Y como, ante estas palabras, aquel animal feroz se arrojó contra mí, creí que iba a estrangularme; me dio varios golpes en el seno, pero me soltó, sin embargo, en cuanto grité, por el temor de que el postillón me escuchara.
Mientras tanto avanzábamos con gran rapidez; el hombre que corría delante hacía preparar nuestros caballos, y no nos parábamos en ninguna posta. En el momento de los relevos, la Dubois cogía su arma y me la apretaba contra el corazón... ¿Qué podía hacer? A decir verdad, mi debilidad y mi situación me abatían hasta el punto de preferir la muerte a los esfuerzos por escapar de ella.
Estábamos a punto de entrar en el Delfimesado, cuando seis hombres a caballo, galopando a rienda suelta detrás de nuestro carruaje, lo alcanzaron y, sable en mano, obligaron a nuestro postillón a detenerse. A treinta pasos del camino había una choza donde esos jinetes, que no tardamos en reconocer como de la gendarmería, ordenan al postillón que conduzca el carruaje. Cuando está allí, nos hacen bajar, y todos entramos en casa del campesino. La Dubois, con un descaro inimaginable en una mujer cubierta de crímenes, y que está detenida, preguntó con altanería a esos caballeros si la conocían, y con qué derecho utilizaban esos modales con una mujer de su rango.
–No tenemos el honor de conoceros, señora –dijo el oficial–; pero estamos convencidos de que lleváis en el coche a una desdichada que prendió fuego ayer a la principal posada de Villefranche. –Después, examinándome–: Coincide con su descripción, señora, no nos equivocamos; tened la bondad de entregárnosla y de contarnos cómo una persona tan respetable como parecéis ser ha podido encargarse de semejante mujer.

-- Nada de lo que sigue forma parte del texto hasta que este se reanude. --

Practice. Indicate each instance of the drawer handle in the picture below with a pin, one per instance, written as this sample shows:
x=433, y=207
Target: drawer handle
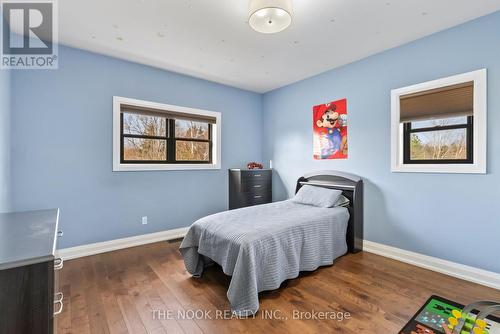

–Es una historia de lo más simple –contestó la Dubois, aún más insolente–, y no pretendo ocultárosla, ni tomar partido por esta joven, si es cierto que es culpable del espantoso crimen que referís. Ayer, yo me alojaba como ella en esa posada de Villefranche, salí en medio de la confusión, y cuando subía al coche esta joven se precipitó hacia mí implorando mi compasión, diciéndome que acababa de perderlo todo en aquel incendio y que me suplicaba que la llevara conmigo hasta Lyon donde confiaba en colocarse. Atendiendo mucho menos a mi razón que a mi corazón, asentí a sus demandas; una vez en mi silla, se ofreció a servirme; de nuevo imprudentemente, consentí a ello, y la llevaba al Delfinesado donde están mis bienes y mi familia. Sin duda es una lección, ahora reconozco todos los inconvenientes de la piedad; me corregiré. Aquí la tenéis, señores, aquí la tenéis; ¡Dios me libre de interesarme por un monstruo semejante! La abandono a la severidad de las leyes, y os suplico que ocultéis cuidadosamente la desgracia que tuve de creerla un instante.
Quise defenderme, quise denunciar a la verdadera culpable; mis discursos fueron tratados de recriminaciones calumniosas de las que la Dubois sólo se defendía con una sonrisa despectiva. ¡Oh, funestos ejemplos de la miseria y de la prevención, de la riqueza y de la insolencia! ¿Era posible que una mujer que se hacía llamar la señora baronesa de Fulconis, que exhibía el lujo, que se atribuía tierras y una familia, cabía que una mujer semejante pudiera resultar culpable de un crimen en el que no parecía tener el más pequeño interés? Por el contrario, ¡acaso todo no me condenaba a mí? Yo carecía de protección, era pobre, resultaba evidente que era culpable.